Burns was René Redzepi’s sous chef at Noma in Copenhagen, and the experience shaped his palate to favor Nordic tastes. It doesn’t get much more Nordic than gravlax, beet root, and licorice. Yet the cure was light enough that the dish turned out to be surprisingly subtle. The trout was cured with sea salt, Demerara sugar (a coarse, raw sugar), and licorice powder. Slightly bitter dandelion greens and toasted rye crumbs provided crunchy contrast to the soft trout and beet. The beer pairing was Blackberry Farm Abbey Blonde, a light ale made with a Pilsner malt. The beer has a slightly sweet, earthy flavor profile and a rounded mouth feel. One sip brought out the Demerara sugar in the trout cure and the earthy toast of the rye crumbs for a completely altered taste experience.

When Burns is choosing a beer to pair with a dish, he explains, he looks for the secondary flavors of the food. “I might put four or five flavors together on a plate,” he explained. “I want the beer to highlight maybe the third or even fourth flavor.”

Sea bass with an IPA


sea bass with beer dinner Burns prepared a small portion of sea bass with a few pieces of grilled salsify and two purées on the plate—one of fennel, the other of the minty Asian vegetable shiso. The fish and the salsify (which tastes like mild artichoke heart) were both mild. Their flavors were almost secondary to the intensity of the two purées. But it was the beer pairing that accomplished that gastronomic bait and switch.

Burns and the Harvest team picked Evil Twin Citra Sunshine Slacker for the pairing.
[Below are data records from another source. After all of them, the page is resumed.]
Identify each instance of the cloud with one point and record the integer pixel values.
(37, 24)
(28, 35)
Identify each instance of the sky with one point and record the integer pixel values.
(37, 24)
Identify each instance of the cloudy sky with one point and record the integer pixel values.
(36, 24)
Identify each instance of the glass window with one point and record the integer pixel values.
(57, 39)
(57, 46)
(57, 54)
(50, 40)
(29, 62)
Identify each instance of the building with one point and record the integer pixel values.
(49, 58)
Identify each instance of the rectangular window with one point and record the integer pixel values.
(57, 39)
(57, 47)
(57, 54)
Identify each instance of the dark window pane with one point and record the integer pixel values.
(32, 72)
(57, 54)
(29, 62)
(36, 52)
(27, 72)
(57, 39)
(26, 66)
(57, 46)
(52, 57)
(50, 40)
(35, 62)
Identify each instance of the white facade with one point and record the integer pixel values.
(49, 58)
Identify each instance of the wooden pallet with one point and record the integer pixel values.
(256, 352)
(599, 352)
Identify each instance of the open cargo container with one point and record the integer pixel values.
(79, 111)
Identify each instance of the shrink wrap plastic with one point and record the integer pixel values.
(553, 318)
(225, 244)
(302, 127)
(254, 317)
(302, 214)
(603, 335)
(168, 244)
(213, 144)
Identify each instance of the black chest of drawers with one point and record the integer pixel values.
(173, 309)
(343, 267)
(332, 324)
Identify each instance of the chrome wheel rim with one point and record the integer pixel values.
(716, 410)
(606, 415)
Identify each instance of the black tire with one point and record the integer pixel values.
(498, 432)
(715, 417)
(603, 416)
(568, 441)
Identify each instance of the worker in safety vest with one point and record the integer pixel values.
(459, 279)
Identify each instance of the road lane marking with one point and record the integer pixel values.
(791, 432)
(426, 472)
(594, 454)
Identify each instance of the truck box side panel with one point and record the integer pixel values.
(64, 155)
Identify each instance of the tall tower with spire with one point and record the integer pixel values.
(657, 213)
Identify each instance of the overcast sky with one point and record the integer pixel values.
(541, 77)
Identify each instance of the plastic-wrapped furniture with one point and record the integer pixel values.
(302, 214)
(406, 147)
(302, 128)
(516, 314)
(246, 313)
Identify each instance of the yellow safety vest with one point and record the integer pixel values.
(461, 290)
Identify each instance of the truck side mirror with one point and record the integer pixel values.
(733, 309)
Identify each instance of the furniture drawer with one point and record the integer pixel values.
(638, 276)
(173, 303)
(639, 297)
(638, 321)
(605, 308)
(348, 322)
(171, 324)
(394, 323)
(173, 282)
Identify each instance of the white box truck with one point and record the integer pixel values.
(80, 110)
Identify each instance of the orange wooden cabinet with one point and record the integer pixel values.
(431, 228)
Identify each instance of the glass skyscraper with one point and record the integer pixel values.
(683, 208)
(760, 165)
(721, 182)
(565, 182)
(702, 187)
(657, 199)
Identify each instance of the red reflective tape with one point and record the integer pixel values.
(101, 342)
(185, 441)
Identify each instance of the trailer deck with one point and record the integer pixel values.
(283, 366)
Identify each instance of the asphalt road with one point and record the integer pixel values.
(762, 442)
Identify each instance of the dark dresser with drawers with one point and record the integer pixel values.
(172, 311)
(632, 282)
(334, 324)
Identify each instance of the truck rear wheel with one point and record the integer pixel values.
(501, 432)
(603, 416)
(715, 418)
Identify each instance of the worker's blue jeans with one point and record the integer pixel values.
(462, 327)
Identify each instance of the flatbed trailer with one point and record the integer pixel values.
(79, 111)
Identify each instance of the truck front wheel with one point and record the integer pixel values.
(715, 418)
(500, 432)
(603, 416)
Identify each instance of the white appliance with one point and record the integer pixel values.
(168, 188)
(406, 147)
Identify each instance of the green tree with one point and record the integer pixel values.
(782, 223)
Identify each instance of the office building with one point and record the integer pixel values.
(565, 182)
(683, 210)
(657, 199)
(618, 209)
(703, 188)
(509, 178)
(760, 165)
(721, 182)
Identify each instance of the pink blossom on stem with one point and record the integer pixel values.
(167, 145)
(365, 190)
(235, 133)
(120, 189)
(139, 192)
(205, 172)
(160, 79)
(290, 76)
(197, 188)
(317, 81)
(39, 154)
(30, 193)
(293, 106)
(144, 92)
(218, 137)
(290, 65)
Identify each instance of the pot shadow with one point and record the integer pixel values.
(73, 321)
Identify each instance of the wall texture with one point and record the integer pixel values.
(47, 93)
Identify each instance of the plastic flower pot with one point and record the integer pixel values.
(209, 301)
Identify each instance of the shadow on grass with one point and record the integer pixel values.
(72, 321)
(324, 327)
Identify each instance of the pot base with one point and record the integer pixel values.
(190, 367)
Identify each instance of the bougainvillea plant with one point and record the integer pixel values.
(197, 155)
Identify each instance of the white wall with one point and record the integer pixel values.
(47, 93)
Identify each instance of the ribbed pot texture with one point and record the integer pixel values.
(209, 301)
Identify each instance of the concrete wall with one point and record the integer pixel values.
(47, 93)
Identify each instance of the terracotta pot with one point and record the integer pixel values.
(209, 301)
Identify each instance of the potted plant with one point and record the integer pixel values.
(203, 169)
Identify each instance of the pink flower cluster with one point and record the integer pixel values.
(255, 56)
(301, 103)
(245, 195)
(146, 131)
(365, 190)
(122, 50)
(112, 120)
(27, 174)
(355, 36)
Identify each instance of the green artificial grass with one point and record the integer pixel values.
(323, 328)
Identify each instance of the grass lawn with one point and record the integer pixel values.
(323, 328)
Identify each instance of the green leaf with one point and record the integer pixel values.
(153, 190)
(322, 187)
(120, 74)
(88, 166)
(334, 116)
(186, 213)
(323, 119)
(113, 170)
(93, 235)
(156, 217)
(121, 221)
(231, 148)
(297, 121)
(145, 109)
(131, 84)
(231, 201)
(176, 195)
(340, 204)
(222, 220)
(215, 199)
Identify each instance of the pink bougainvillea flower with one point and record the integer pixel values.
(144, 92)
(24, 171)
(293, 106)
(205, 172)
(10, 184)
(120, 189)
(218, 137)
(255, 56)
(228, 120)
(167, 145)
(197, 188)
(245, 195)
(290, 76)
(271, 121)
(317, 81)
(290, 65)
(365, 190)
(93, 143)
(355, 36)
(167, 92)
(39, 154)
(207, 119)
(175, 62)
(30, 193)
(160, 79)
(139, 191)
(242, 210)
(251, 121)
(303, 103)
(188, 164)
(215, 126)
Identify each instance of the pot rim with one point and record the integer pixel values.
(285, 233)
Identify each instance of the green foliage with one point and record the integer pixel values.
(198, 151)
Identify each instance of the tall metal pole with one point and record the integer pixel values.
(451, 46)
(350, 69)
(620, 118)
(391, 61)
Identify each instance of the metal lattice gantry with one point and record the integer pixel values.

It’s a beer we’d usually serve with bar snacks instead of real food. It’s an acquired taste, we think, because the Citra hop is so astringent. Drinking it is a little like biting into a grapefruit. But with this dish, the low-alcohol IPA expresses its secondary herbal notes nicely. It assumes a lemon-y quality that provided some punch to the anise of the fennel and the grassy-minty quality of the shiso. Call it the battle of botanicals, but it works.

With a new craft brewery opening up a few blocks from our house next month, we think we’ll get our growlers filled and see what summer bounty might benefit from being served with a little malt and hops. It’s kind of like deciding the wine to drink before picking the menu.